À l’approche des municipales, les enjeux locaux dépassent largement les questions de voirie ou d’urbanisme. Subventions, symboles, services publics, visibilité : les communes jouent un rôle clé dans la vie quotidienne des personnes LGBT et, indirectement, dans l’équilibre national des droits.
L
es élections municipales se tiendront les 15 et 22 mars prochains. Les conseils municipaux, et donc les maires et les adjoint·es, des près de 35000 communes françaises seront renouvelés. Une foule de critères pourront sans doute orienter votre choix dans l’isoloir.

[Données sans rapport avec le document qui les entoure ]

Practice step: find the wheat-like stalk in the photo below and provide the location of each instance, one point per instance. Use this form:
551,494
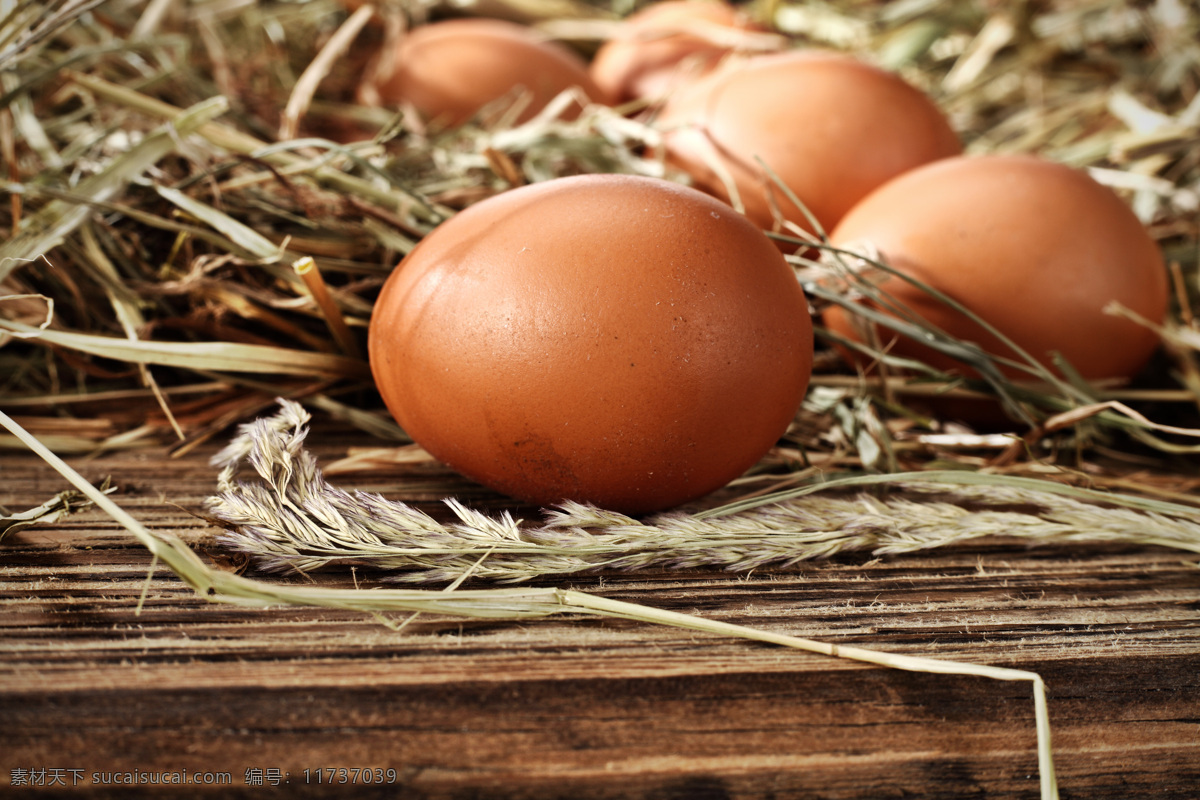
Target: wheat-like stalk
293,518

En voici un supplémentaire, souvent sous-estimé : les villes constituent un maillon essentiel du soutien aux communautés LGBT.
Elles peuvent en effet agir à plusieurs niveaux. Il y a le soutien financier direct ou indirect, via les subventions ou la mise à disposition de locaux. Avec d’autres collectivités territoriales comme les départements ou les régions, les villes demeurent une source importante de financement pour les associations. Il n’est donc pas inutile de se renseigner sur le bilan des équipes sortantes en la matière ou sur le programme des différentes listes.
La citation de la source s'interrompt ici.